In October, 2000, Congress, by an overwhelming majority, responded to this epidemic of family violence by reauthorizing the Violence Against Wo-men Act - authorizing spending $677 million per year, for each of the next 5 years on domestic violence and sexual assault programs, hotlines, shelters and services nationwide.
Unfortunately, President Bush's budget request for 2002 falls almost $100 million short of the authorized $677 million spending levels. While Bush's budget is notably strong in requests for criminal justice system funding for VAWA, his budget requests for life-saving domestic violence shelter programs is $58 million less than the authorized spending level.
His request for rape prevention and education programs is $35 million below authorized spending levels, and his budget does not request any funds at all for transitional housing for families leaving domestic violence shelters.
VAWA is an essential piece of legislation. VAWA programs have been effective at protecting victims and at holding offenders accountable; indeed, domestic violence murder rates have declined since VAWA's implementation in 1995. But VAWA is meaningless to the family that is turned away from a domestic violence shelter because it is full and lacks the funds to assist them.

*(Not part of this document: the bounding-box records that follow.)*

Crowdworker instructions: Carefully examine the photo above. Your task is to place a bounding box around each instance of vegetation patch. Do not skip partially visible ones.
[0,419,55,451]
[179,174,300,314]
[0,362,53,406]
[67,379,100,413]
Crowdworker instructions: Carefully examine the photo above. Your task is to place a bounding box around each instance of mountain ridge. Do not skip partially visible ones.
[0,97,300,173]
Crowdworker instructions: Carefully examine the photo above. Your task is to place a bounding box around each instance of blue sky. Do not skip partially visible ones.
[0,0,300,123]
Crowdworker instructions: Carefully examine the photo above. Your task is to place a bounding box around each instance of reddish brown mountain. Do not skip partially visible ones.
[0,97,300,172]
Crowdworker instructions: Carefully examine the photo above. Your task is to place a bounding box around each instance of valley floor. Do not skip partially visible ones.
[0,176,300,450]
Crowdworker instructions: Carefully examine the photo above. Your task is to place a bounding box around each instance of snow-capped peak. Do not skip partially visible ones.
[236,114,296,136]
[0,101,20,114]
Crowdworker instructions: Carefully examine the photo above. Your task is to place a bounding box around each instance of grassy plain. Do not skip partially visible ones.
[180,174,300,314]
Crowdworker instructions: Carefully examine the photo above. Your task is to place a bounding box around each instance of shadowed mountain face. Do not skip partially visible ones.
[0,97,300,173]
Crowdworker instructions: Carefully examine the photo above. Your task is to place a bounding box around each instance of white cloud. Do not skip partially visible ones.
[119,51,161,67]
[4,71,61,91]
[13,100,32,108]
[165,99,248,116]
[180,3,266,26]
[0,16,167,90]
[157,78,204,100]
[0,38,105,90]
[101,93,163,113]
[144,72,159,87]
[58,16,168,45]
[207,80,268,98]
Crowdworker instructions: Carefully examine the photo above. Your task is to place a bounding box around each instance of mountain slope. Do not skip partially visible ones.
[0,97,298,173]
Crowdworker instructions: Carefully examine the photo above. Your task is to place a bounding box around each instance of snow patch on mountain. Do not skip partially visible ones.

It is meaningless to the young woman who is raped in a community where rape-hotline services don't exist. And, it is meaningless to the women and children everywhere who must return to their abusers or live on the streets because there is nowhere to go after their stay at the shelter is over.
Please visit http://www.stopfamilyviolence.org to send a free, pre-written message to our legislators, urging them to provide FULL FUNDING for VAWA programs in the 2002 budget appropriations. Let then know that keeping our families safe is a spending priority!
Response to Villaraigosa editorial
In your opinion page article of June 8 about Villaraigosas' loss and people of color, it is of supreme importance to people of color that the concepts of the rainbow coalition be our watchword.
"Rainbow" means all color working together - and that struggle is more class.
We saw the rainbow concept succeed during the "LA Bus Drivers Strike". The drivers were mostly African American and the riders were mostly Mexican American who couldn't get to their work. Jessie Jackson came in and settled that mess. Could he have helped Villaraigosa?
We must work to elect Villaraigosa next time - and convince other minorities that we are in the same goat together - pro-affirmative action, better housing, transportation, increasing minimum wage, etc. Our motto, "con esfuerto y esperanza todo se alcanza."